Is converting from unsigned char to signed char and vice versa in C89 well defined?

Note: The suggested duplicate deals with unsigned int and signed int, not unsigned char and signed char. The suggested duplicate question deals with C11. This question is concerned with C89 only. Can this question be reopened?

My code:

#include <stdio.h>

int main()
{
    signed char c;
    unsigned char d;

    c = (signed char) -2;
    d = (unsigned char) c;
    printf("%d %d\n", c, d);

    d = (unsigned char) 254;
    c = (signed char) d;
    printf("%d %d\n", c, d);

    return 0;
}

Output:

$ clang -Wall -Wextra -pedantic -std=c89 foo.c && ./a.out
-2 254
-2 254

Is the output guaranteed to be -2 254 in a standard-conforming C89 compiler for both conversions shown above? Or is the output dependent on the implementation?

Solution

Is converting from unsigned char to signed char and vice versa in C89 well defined?

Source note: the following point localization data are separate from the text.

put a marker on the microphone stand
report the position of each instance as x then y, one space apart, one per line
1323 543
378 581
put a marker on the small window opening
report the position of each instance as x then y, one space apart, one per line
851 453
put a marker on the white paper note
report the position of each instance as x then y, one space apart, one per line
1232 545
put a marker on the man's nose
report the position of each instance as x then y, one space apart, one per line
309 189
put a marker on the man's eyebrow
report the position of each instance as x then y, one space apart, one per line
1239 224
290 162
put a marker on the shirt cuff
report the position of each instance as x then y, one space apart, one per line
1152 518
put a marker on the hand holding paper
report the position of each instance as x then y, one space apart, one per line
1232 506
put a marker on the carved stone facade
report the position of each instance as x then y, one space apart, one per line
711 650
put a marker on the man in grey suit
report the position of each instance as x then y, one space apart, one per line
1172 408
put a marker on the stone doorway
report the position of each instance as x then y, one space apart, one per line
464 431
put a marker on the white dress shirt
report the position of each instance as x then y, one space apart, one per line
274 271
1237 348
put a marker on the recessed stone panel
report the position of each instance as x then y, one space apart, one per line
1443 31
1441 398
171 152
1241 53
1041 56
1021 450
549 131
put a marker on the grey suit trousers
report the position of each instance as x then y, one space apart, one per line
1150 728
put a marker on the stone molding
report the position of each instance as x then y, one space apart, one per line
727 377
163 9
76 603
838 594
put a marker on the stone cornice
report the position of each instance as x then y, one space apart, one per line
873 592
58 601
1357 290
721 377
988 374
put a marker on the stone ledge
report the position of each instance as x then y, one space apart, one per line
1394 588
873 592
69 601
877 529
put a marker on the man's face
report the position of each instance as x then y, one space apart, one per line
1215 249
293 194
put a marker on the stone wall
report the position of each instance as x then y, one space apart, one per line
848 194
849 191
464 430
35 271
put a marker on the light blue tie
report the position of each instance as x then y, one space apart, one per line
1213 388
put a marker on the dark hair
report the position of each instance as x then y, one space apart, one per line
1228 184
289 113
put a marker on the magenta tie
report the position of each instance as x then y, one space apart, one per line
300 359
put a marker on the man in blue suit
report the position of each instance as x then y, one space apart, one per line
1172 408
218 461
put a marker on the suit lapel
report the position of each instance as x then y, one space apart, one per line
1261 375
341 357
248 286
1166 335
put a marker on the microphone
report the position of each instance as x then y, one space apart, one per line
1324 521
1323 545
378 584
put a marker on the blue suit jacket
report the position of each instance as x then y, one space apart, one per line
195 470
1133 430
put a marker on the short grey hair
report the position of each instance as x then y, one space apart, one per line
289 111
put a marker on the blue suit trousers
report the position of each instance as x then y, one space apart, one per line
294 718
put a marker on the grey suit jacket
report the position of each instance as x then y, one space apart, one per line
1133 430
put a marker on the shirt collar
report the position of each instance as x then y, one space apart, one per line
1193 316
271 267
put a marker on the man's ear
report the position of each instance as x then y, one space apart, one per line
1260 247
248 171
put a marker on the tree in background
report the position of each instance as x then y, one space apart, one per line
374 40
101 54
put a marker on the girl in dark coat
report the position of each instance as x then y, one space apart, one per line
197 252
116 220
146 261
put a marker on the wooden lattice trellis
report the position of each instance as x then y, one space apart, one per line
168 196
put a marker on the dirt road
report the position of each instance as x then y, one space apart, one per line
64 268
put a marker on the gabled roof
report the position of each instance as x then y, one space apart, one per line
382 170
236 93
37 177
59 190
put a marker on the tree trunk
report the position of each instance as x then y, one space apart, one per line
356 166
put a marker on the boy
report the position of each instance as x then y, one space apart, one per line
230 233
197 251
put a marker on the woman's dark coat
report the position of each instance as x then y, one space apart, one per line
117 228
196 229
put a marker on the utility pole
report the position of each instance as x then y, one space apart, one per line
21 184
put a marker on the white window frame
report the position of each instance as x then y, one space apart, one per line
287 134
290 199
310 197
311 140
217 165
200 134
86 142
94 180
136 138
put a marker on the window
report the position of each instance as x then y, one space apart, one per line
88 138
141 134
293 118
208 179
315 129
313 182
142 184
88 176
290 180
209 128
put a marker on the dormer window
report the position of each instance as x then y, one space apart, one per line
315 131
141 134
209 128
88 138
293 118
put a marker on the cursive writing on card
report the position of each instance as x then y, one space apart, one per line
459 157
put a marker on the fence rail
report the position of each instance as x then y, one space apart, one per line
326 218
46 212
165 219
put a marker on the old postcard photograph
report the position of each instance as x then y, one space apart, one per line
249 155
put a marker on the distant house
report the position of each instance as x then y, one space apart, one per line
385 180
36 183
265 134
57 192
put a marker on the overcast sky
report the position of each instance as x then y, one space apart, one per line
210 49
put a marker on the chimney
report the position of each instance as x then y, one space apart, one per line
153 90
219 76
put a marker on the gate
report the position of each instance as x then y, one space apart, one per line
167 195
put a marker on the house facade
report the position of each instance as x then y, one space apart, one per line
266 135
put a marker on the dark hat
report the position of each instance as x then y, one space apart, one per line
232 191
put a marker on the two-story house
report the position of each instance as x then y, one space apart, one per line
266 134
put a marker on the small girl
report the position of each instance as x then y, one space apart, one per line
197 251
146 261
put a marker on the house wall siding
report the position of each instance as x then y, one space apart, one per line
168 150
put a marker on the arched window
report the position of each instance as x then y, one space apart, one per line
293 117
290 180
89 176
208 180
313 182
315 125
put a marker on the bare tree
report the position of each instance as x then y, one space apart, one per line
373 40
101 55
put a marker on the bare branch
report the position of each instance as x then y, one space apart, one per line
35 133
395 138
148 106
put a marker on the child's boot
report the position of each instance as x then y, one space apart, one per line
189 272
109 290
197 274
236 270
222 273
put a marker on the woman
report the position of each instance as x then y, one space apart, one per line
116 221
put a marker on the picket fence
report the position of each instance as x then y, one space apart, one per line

Conversions to unsigned types is well defined. To signed types has implementation details.

Is the output guaranteed to be -2 254 in a standard-conforming C89 compiler for both conversions shown above?

No.

Or is the output dependent on the implementation?

Yes.

Not all implementations use 8-bit char and conversions to signed types incur implementation details.

Spec details: C89 Conversions. This wording differs from recent C specs. I have not found a significant difference.

When UCHAR_MAX <= INT_MAX, code could use below and let the compiler emit optimized, well defined code.

c = (signed char) (d > SCHAR_MAX ? d - UCHAR_MAX - 1 : d);

Likely needs some more thought to cover all cases.